Accelerating the Training and Improving the Reliability of Machine-Learned Interatomic Potentials for Strongly Anharmonic Materials through Active Learning

Kisung Kang,Thomas A. R. Purcell,Christian Carbogno,Matthias Scheffler
2024-09-18
Abstract:Molecular dynamics (MD) employing machine-learned interatomic potentials (MLIPs) serve as an efficient, urgently needed complement to ab initio molecular dynamics (aiMD). By training these potentials on data generated from ab initio methods, their averaged predictions can exhibit comparable performance to ab initio methods at a fraction of the cost. However, insufficient training sets might lead to an improper description of the dynamics in strongly anharmonic materials, because critical effects might be overlooked in relevant cases, or only incorrectly captured, or hallucinated by the MLIP when they are not actually present. In this work, we show that an active learning scheme that combines MD with MLIPs (MLIP-MD) and uncertainty estimates can avoid such problematic predictions. In short, efficient MLIP-MD is used to explore configuration space quickly, whereby an acquisition function based on uncertainty estimates and on energetic viability is employed to maximize the value of the newly generated data and to focus on the most unfamiliar but reasonably accessible regions of phase space. To verify our methodology, we screen over 112 materials and identify 10 examples experiencing the aforementioned problems. Using CuI and AgGaSe$_2$ as archetypes for these problematic materials, we discuss the physical implications for strongly anharmonic effects and demonstrate how the developed active learning scheme can address these issues.

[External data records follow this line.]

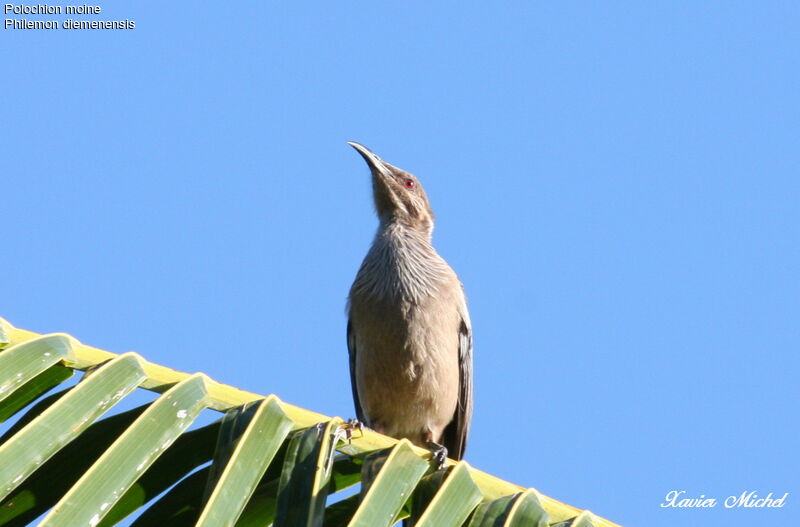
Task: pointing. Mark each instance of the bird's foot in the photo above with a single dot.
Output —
(350, 425)
(439, 453)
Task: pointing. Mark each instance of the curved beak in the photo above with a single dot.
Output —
(375, 163)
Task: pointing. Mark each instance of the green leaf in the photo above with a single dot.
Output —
(492, 513)
(584, 519)
(426, 489)
(22, 396)
(179, 507)
(527, 511)
(390, 489)
(44, 487)
(23, 362)
(107, 480)
(260, 510)
(188, 452)
(304, 482)
(247, 464)
(456, 498)
(340, 513)
(65, 419)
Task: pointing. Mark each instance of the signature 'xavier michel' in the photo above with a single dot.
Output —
(408, 332)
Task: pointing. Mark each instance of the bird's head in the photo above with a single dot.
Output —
(399, 196)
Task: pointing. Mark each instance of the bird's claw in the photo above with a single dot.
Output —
(350, 425)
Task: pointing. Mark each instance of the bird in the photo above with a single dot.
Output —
(409, 334)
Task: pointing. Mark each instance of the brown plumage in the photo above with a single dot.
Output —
(408, 332)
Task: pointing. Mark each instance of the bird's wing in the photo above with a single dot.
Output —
(455, 435)
(351, 348)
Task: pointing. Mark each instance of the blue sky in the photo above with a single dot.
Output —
(617, 188)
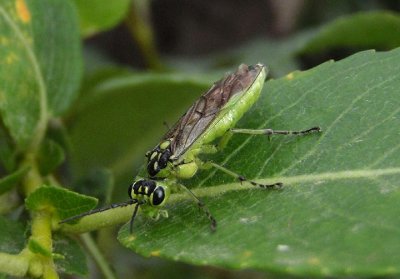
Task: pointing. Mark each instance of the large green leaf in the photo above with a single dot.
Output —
(40, 64)
(339, 212)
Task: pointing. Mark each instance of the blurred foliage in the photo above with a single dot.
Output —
(87, 129)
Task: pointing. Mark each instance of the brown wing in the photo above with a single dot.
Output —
(202, 113)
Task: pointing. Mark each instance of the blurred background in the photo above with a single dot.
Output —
(203, 40)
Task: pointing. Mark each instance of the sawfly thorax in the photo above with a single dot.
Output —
(149, 192)
(159, 158)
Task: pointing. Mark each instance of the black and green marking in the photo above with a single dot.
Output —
(211, 117)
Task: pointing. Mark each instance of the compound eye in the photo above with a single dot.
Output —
(158, 196)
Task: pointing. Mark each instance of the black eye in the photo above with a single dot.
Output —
(158, 196)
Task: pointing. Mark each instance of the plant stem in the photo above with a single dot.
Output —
(97, 255)
(41, 233)
(15, 265)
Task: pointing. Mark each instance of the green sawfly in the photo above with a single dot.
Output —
(211, 117)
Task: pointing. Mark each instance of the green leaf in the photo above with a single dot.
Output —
(125, 116)
(99, 183)
(50, 156)
(72, 259)
(12, 234)
(7, 152)
(39, 76)
(338, 214)
(65, 202)
(362, 30)
(100, 15)
(11, 180)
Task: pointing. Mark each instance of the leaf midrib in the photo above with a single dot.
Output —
(292, 180)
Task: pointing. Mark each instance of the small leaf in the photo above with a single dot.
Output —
(12, 238)
(100, 15)
(39, 76)
(365, 29)
(339, 212)
(50, 156)
(99, 183)
(65, 202)
(11, 180)
(73, 260)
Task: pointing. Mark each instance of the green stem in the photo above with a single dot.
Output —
(41, 233)
(15, 265)
(97, 255)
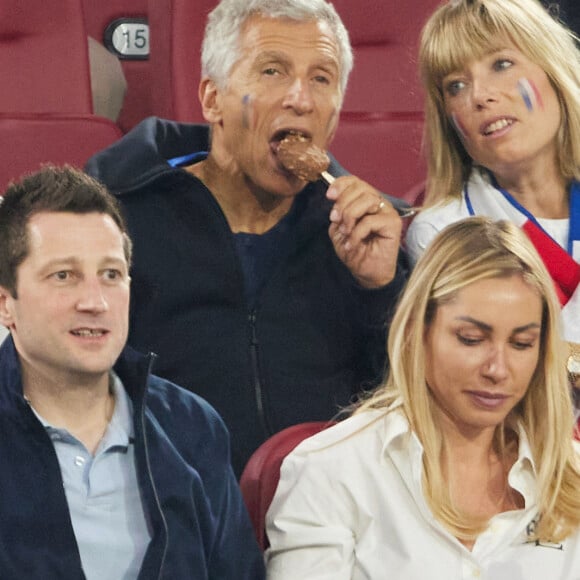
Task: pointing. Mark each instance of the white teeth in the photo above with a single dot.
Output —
(87, 332)
(497, 125)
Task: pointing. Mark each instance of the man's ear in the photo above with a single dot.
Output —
(209, 99)
(6, 318)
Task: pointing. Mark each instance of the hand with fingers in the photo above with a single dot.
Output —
(365, 230)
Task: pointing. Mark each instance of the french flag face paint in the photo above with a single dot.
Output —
(248, 111)
(530, 94)
(458, 127)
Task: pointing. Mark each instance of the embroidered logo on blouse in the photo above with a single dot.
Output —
(530, 530)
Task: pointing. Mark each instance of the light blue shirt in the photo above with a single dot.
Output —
(103, 495)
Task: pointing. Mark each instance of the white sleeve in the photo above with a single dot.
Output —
(419, 235)
(309, 523)
(429, 222)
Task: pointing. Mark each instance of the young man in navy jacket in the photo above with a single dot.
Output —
(108, 472)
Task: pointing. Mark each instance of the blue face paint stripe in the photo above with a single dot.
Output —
(525, 93)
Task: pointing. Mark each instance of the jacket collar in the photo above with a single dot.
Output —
(133, 369)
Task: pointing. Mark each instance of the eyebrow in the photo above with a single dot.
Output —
(267, 56)
(72, 261)
(489, 328)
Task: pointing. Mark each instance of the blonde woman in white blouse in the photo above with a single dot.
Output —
(461, 465)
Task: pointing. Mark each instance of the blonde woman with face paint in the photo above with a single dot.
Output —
(461, 465)
(502, 84)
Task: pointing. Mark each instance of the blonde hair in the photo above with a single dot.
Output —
(463, 30)
(465, 252)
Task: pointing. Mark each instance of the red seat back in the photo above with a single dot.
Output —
(262, 472)
(380, 131)
(177, 28)
(99, 14)
(28, 141)
(44, 63)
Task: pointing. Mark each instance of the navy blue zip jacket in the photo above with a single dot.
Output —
(313, 339)
(200, 527)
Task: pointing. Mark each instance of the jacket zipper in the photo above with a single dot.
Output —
(150, 474)
(258, 387)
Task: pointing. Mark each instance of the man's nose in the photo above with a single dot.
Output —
(299, 96)
(91, 296)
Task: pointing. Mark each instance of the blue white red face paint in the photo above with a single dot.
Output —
(458, 126)
(530, 94)
(247, 111)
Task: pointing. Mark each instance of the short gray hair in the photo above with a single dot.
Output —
(221, 50)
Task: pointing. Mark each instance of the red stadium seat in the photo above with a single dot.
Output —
(177, 28)
(99, 15)
(380, 131)
(27, 141)
(262, 472)
(44, 63)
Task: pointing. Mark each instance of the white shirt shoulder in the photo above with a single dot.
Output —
(429, 222)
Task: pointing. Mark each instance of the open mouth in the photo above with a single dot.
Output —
(497, 126)
(279, 136)
(88, 332)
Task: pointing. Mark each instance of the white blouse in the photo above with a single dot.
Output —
(349, 505)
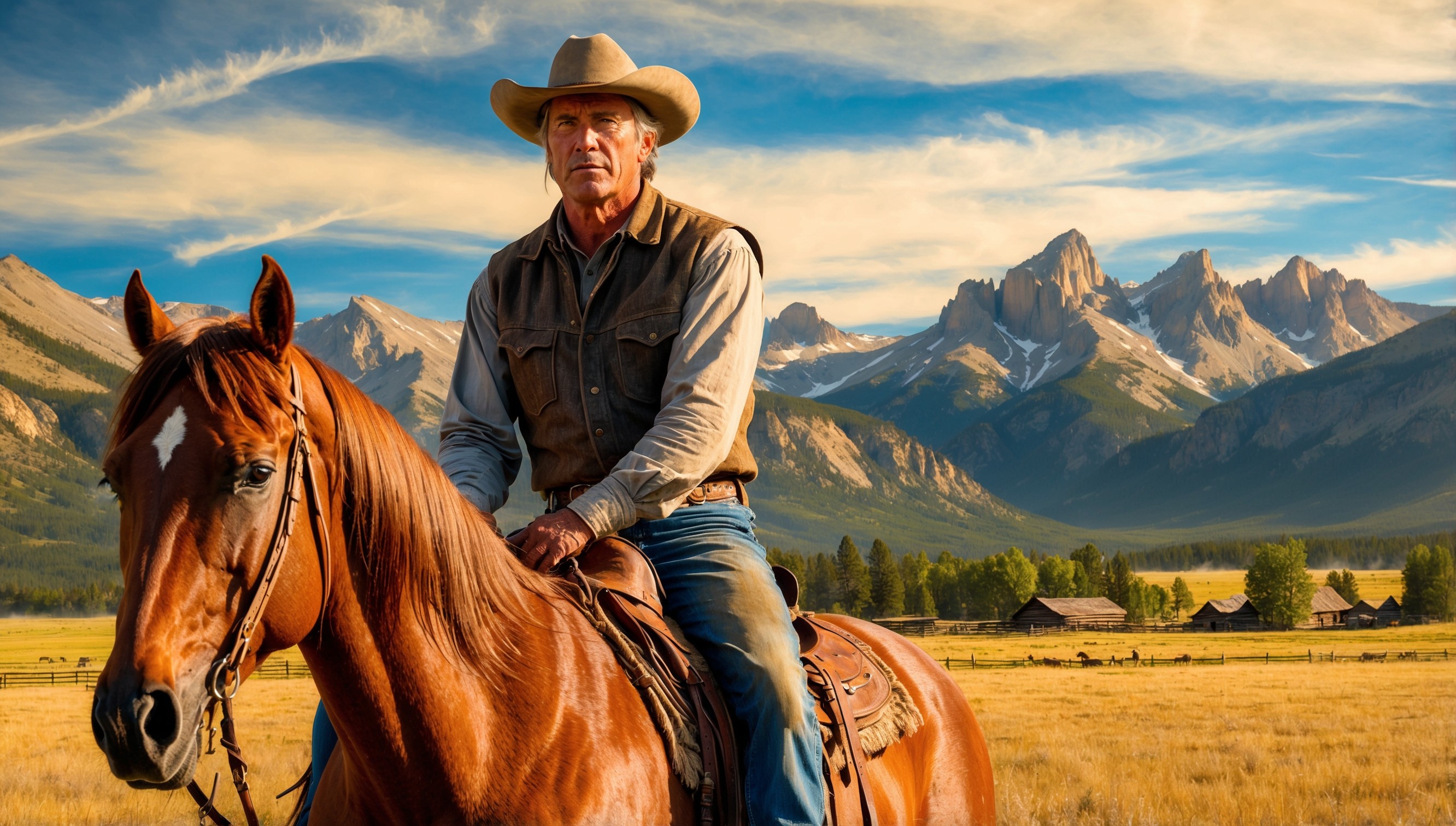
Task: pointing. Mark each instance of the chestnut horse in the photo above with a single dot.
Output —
(465, 688)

Materials Science,Machine Learning
What problem does this paper attempt to address?
The paper attempts to address the shortcomings of Machine Learning Interatomic Potentials (MLIPs) during training in strongly anharmonic materials, particularly the reliability issues when describing rare events and strong anharmonic effects. Specifically, the paper points out: 1. **Insufficient training data**: Existing MLIPs may not adequately cover the relevant configuration space during training, leading to erroneous predictions in the dynamics of strongly anharmonic materials. 2. **Handling of rare events**: Some rare events in strongly anharmonic materials (such as phase transition precursors, defect formation, etc.) may be missing or insufficiently represented in the training data, resulting in poor performance of MLIPs in these regions. 3. **Over-smoothing**: To improve the generalization ability of the model, regularization during training may smooth out rare events, thus losing accurate descriptions of these events. 4. **False rare events**: MLIPs may generate false rare events that do not exist in actual first-principles calculations. To address these issues, the paper proposes a method combining Active Learning (AL) and Molecular Dynamics (MD) to guide the acquisition of new data through uncertainty and energy feasibility, thereby improving the reliability and accuracy of MLIPs in strongly anharmonic materials. The specific methods include: - **Exploration and data sampling**: Using efficient MLIP-MD to quickly explore the configuration space and identify and sample unfamiliar regions through uncertainty estimation and energy feasibility. - **Data acquisition**: Performing ab initio calculations on the identified unfamiliar configurations to obtain true force, energy, and stress data, and adding them to the training set to retrain the MLIPs. - **Incorporating uncertainty estimation**: Using the standard deviation of predictions from multiple MLIP models to assess uncertainty, thereby more effectively identifying unfamiliar configurations. Through these methods, the paper demonstrates how to improve the training efficiency and reliability of MLIPs in strongly anharmonic materials, especially when dealing with rare events and strong anharmonic effects.